After moving to South Egremont, she befriended Impressionist painters Charles and Katherine Almond Hulbert, and received her first painting instruction from them.
[9][10] In 1925, Humber moved to New York City to study at the National Academy of Design, and beginning in 1928, took concurrent classes at the Art Students League, where she began to develop a Regionalist painting style.
[2] As a student in New York, Humber exhibited works at Jean Roosevelt's GRD Studio, the Three Arts Club, and Macy's department store.
[8] In 1933 and 1934, Humber received fellowships from the Tiffany Foundation to paint in Oyster Bay, New York, where she was influenced by artists such as Luigi Lucioni, Edna Reindel, and Paul Cadmus.
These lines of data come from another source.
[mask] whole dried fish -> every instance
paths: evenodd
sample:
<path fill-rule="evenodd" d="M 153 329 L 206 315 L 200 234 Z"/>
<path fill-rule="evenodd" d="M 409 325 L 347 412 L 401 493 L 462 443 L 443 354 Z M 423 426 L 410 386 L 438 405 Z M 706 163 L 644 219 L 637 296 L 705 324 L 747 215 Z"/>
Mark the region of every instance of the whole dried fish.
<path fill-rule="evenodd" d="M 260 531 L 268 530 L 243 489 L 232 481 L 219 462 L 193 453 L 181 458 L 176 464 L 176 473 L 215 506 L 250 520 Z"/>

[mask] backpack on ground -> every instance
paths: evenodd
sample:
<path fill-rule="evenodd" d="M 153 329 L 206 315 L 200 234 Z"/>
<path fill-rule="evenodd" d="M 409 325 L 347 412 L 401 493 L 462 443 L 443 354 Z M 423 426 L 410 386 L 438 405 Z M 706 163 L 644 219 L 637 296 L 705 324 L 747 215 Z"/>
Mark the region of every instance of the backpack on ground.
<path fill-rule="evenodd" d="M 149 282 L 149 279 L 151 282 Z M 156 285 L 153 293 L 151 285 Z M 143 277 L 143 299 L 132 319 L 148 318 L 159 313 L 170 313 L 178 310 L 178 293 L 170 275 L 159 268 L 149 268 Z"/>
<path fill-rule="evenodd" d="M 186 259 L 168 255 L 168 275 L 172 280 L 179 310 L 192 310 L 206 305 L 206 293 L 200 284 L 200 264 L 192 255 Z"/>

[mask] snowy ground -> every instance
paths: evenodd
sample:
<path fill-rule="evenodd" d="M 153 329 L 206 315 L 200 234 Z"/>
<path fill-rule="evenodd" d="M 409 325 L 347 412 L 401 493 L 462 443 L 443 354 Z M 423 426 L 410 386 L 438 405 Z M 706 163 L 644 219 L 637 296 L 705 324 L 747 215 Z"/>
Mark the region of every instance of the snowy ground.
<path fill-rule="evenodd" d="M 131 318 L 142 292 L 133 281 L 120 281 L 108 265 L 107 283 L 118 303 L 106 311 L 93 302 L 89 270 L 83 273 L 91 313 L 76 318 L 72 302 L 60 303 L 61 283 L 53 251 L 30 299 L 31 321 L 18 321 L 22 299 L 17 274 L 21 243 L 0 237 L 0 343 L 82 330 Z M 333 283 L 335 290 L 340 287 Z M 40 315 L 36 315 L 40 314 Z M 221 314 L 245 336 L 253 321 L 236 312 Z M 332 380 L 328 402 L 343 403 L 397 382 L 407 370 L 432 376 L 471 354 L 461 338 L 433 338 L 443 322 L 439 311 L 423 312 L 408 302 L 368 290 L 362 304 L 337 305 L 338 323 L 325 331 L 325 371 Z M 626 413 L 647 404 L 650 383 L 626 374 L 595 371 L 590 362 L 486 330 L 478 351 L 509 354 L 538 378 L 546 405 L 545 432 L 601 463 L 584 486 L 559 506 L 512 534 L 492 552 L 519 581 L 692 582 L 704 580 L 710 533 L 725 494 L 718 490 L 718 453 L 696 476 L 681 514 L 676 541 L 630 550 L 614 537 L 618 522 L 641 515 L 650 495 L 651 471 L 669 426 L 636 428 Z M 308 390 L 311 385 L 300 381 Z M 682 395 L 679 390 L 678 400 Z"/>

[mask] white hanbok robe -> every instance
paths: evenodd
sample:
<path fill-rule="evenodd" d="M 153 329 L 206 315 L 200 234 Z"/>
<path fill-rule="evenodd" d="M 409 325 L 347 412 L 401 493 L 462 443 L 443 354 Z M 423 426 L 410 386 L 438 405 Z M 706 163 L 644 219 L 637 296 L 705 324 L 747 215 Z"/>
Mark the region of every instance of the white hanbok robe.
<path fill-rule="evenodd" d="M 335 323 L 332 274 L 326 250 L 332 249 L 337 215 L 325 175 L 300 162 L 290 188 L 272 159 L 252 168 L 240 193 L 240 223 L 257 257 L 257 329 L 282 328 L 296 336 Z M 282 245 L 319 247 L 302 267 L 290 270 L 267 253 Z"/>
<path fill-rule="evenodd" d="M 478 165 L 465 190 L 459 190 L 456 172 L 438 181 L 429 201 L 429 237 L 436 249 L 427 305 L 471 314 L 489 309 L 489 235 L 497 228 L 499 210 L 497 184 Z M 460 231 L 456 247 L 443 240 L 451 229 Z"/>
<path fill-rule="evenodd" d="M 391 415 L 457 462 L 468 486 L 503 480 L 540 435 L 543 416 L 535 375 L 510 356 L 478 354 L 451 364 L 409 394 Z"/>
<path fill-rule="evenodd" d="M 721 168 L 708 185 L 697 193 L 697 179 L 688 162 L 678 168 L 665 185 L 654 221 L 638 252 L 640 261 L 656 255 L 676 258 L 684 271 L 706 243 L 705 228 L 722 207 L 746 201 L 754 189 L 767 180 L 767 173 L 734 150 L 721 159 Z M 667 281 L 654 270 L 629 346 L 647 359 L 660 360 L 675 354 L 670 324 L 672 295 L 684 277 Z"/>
[8][1] Humber's work shifted after moving to the Northwest, and she heavily favored depicting natural landscapes over the city scenes she had previously been known for.
[8][12] She earned a local reputation for standing out from the Northwest School of artists, which included Mark Tobey, Morris Graves, and Guy Anderson.
[11] In 1946, she had a solo exhibition at the Seattle Art Museum, and won a prize for her painting Green River, which was shown with the National League of American Pen Women at the Smithsonian Institution.
[8][13] Though she continued to work with oils and hard-edge styles, she began to abandon Regionalism and experimented with printmaking, Sumi painting, and serigraphs in the 1970s.